2) Honor any IStatusHandlers that might be registered for IStatus codes.  If we get an IStatus with a WARNING and we can find a matching IStatusHandler, we invoke it after the build.  That would put the control back in the hands of the hook writer and give them an option to put up their own UI to resolve the issue.

 

I suppose we could even combine #1 and #2, although that might get ugly.  My preference would be #2, because it puts the control back in the hands of the hook writer who presumably knows best how the user might resolve the issue that caused the warning in the first place.

 

Craig

 

On Apr 27, 2009, at 10:30 AM, Jon Dearden wrote:



Yes, that makes sense. I just don’t want to leave the user with a puzzled look on their face.

 


From: dsdp-mtj-dev-bounces@xxxxxxxxxxx [mailto:dsdp-mtj-dev-bounces@xxxxxxxxxxx] On Behalf Of Craig Setera
Sent: Monday, April 27, 2009 11:23 AM
To: Mobile Tools for The Java Platform mailing list
Subject: Re: [dsdp-mtj-dev] Throwing exceptions within build hooks

 

If you throw an exception with status of WARNING from your SDK provider, you will have stopped doing anything more in your hook.  Thus, it is "fatal" to you at that point.  But, the exception will be caught and logged by the builder so that the user can see something happened.  In theory, we could also attach a warning "Marker" to the Eclipse resource, assuming we actually have one at that point.  If we did that, it would also show up in the problems view.

 

What it boils down to is this:

Error Status == Something really bad that should kill the build completely.  Not normal in this case, but should be allowed for.

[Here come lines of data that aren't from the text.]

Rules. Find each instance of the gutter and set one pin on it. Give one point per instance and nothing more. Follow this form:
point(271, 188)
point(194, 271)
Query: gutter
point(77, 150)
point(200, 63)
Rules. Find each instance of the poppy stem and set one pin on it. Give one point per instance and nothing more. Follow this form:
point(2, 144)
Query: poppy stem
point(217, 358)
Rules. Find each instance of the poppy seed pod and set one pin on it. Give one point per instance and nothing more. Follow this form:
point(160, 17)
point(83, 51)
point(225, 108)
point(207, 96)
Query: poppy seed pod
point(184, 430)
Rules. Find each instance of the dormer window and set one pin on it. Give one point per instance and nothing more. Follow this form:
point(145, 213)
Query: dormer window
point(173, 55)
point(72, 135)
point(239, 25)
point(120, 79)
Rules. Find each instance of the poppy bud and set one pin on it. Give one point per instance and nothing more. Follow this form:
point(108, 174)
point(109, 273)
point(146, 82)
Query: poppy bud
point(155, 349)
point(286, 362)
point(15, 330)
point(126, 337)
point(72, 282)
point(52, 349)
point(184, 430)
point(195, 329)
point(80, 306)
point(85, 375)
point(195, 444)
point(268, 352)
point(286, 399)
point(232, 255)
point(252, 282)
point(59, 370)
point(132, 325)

Warning Status == Something bad happened, but the rest of the build should continue.  Probably the "normal" error case for hooks

Info Status == Something happened that you would like logged, but otherwise things are ok.  Not likely thrown until the end of your build hook if at all

 

Make sense?

 

On Apr 27, 2009, at 10:17 AM, Jon Dearden wrote:




Hi guys,

 

It seems to me that an “error” may not be fatal to the whole process, but would be considered fatal to a particular SDK. If an SDK experiences a major issue and cannot continue, it still needs a way to tell the user what happened. How is this accomplished by throwing a CoreException with IStatus.WARNING  or IStatus.INFO?

 

In what circumstances should an SDK throw out an IStatus.ERROR? Is there ANY reason an SDK should be able to stop the whole process?